My brow furrowed. This felt strange, even wrong. Lines jutting out into empty space? It defied the logic of my flat drawings. Hesitantly, I drew the three small, parallel lines, their tips aiming vaguely towards the bottom right corner of my paper. They looked like tiny escape routes from the square.

"Good," my brother encouraged, a hint of his own pride showing. "Now, join the ends of those three lines together."

Slowly, tentatively, I connected the tips. Another shape began to emerge, tilted and slightly askew. It still looked… incomplete, a strange shadow of something undefined.

"And now," he said, taking the pencil again and demonstrating on a scrap piece of paper, "the magic touch. Inside your shape, draw a dotted line connecting the two back corners of your original square. This will be the line you cannot see from the front." I carefully added the dotted line.

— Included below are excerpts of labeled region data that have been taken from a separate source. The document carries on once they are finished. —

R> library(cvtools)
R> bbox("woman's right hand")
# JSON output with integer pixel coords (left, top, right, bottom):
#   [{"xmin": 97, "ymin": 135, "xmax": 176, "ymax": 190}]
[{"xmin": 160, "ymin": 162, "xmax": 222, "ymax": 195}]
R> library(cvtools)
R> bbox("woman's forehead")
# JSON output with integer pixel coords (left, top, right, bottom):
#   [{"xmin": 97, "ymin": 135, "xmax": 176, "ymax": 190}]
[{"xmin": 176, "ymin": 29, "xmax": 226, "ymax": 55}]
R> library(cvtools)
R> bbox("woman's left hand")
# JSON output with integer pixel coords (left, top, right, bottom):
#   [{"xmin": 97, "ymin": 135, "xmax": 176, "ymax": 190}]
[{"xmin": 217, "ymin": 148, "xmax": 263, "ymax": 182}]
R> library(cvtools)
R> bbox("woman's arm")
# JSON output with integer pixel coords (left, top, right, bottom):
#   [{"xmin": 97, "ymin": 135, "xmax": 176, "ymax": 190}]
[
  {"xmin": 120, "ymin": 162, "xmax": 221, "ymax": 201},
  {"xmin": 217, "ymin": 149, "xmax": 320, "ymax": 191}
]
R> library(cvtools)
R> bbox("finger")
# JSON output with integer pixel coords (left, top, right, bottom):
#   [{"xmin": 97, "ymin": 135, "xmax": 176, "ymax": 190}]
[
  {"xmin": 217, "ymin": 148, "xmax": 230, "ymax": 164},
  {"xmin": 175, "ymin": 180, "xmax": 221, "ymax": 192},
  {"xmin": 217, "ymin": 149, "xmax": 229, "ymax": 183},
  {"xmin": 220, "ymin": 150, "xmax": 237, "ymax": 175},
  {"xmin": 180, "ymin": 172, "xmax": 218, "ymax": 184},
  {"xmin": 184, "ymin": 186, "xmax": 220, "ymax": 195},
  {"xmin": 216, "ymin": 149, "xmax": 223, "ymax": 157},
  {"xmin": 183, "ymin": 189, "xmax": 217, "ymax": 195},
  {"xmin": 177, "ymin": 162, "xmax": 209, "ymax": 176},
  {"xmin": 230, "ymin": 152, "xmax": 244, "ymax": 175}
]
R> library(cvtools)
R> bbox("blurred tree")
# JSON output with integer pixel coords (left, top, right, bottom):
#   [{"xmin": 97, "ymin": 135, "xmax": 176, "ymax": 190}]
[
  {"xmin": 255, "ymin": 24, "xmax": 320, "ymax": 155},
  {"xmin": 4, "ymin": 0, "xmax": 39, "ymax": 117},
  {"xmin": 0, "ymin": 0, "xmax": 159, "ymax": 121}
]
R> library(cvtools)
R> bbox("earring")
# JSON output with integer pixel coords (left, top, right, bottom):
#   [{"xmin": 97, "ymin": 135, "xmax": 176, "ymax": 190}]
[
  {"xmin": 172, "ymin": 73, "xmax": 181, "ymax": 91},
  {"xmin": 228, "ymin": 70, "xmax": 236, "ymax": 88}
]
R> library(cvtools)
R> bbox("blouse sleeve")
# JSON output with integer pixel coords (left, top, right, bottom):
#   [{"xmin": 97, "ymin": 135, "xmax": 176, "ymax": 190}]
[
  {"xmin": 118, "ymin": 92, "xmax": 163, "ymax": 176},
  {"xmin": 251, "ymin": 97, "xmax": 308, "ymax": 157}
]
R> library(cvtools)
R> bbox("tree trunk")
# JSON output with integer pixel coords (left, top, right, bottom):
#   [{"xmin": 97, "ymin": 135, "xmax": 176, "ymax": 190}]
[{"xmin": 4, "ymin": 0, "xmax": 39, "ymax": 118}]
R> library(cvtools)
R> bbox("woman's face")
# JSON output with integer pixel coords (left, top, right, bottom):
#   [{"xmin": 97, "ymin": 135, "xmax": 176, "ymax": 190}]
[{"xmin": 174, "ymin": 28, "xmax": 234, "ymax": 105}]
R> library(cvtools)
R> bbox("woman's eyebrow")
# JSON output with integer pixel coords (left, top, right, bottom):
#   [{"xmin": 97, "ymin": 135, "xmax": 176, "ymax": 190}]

"Finally," he said, his eyes gleaming with anticipation, almost mirroring my own, "from the remaining front corner, draw two more dotted lines, connecting to the ends of your last drawn dotted line. These are the hidden edges, the ones that give our shape its secret depth."

My pencil hovered. I drew the two final dotted lines, creating what looked like a jumble of solid and dashed lines within the overall form. It was confusing, a puzzle on paper.

"Now," my brother instructed, his voice low, a conspiratorial whisper, "look at your drawing. Look to your left, now look to your right. Squint your eyes just a little…"

I obeyed, my heart giving a small, hopeful flutter. I looked left, then right, then narrowed my eyes, peering at the collection of lines. And then, it happened.

Slowly, subtly, the jumble resolved itself. The lines shifted in my perception. The flat square at the front seemed to recede, and the newly drawn lines stretched backward, creating edges I hadn't consciously intended. The dotted lines, once just marks on paper, now suggested hidden surfaces, a back that I couldn't fully see but somehow knew was there.

Suddenly, impossibly, a cube sat on my page. Not a flat representation, but something that felt like it occupied space, a solid form rendered in the simplest of lines. A gasp escaped my lips. It was as if a veil had been lifted from my eyes. The world, which had always seemed so stubbornly two-dimensional in my drawings, now held the promise of depth and volume.

A thrill shot through me, a pure, unadulterated joy of discovery. It wasn't just a drawing; it was an understanding. I had, with a few simple lines, figured out how to capture a sliver of the three-dimensional world on a flat surface. The doors to a wonderful, previously unseen world had just swung open, all thanks to a square, a few angled lines, and the patient, proud guidance of my brother in our quiet home in Paradip. The possibilities suddenly felt limitless. Maybe, just maybe, my flowers could finally bloom with volume, and my houses could finally stand solid in their imagined landscapes.